О чем это она? – задумался Фергусон. Два оставшихся человека, связанные с магазином, – дядя Лью и дядя Арнольд, братья его отца, а братья же друг друга не грабят, правда? Такого попросту не бывает.

Твоему отцу пришлось принять жуткое решение, сказала мать. Либо отозвать обвинения и отказаться от страховки, либо отправить Арнольда в тюрьму. Как, по-твоему, он поступил?

Он отозвал обвинения и не отправил Арнольда в тюрьму.

Нет, конечно. Такое бы ему и присниться не могло. Но теперь ты понимаешь, почему он так расстроен.
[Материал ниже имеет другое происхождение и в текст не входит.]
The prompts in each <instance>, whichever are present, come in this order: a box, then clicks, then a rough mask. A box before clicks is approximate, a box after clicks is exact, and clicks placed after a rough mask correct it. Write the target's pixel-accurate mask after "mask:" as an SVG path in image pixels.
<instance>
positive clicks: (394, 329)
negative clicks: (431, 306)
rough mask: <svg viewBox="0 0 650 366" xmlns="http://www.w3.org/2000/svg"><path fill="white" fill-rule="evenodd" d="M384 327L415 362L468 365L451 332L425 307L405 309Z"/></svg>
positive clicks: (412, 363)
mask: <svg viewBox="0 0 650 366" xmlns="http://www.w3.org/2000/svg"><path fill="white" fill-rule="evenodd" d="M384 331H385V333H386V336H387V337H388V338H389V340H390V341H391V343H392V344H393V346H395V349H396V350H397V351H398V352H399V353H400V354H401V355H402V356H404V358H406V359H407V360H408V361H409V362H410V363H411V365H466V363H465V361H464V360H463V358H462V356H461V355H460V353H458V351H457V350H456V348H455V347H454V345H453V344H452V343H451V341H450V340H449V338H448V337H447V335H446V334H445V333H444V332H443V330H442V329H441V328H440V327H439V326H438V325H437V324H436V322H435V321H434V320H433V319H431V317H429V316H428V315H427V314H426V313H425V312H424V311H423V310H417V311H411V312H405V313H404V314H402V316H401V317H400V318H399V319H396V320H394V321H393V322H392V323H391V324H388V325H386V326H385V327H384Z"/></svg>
Через неделю после того, как Фергусон побеседовал с матерью, она сообщила ему, что дядя Арнольд и тетя Джоан переезжают в Лос-Анджелес. Ей будет не хватать Джоан, сказала мать, но так, вероятно, лучше, поскольку нанесенного урона ничем не залатать. Через два месяца после того, как Арнольд и Джоан уехали в Калифорнию, дядя Лью разбился в своем белом «кадиллаке» на парковой автостраде Садового штата и умер в «скорой» по пути в больницу, и не успел еще никто осознать толком, как быстро боги решают свои задачи, если им больше нечем заняться, клан Фергусонов разнесло вдребезги.

1.2

Когда Фергусону исполнилось шесть, мать рассказала ему историю о том, как она его едва не потеряла. Потеряла не в том смысле, что не знала, где он, а в том смысле потеряла, что он умер, покинул этот мир и вознесся к небесам бестелесным духом. Ему не было еще и полутора годиков, сказала она, и однажды ночью у него поднялся жар, сперва несильный, но быстро перешел в сильный, чуть за 106[5]5
  Ок. 41°С.


[Закрыть]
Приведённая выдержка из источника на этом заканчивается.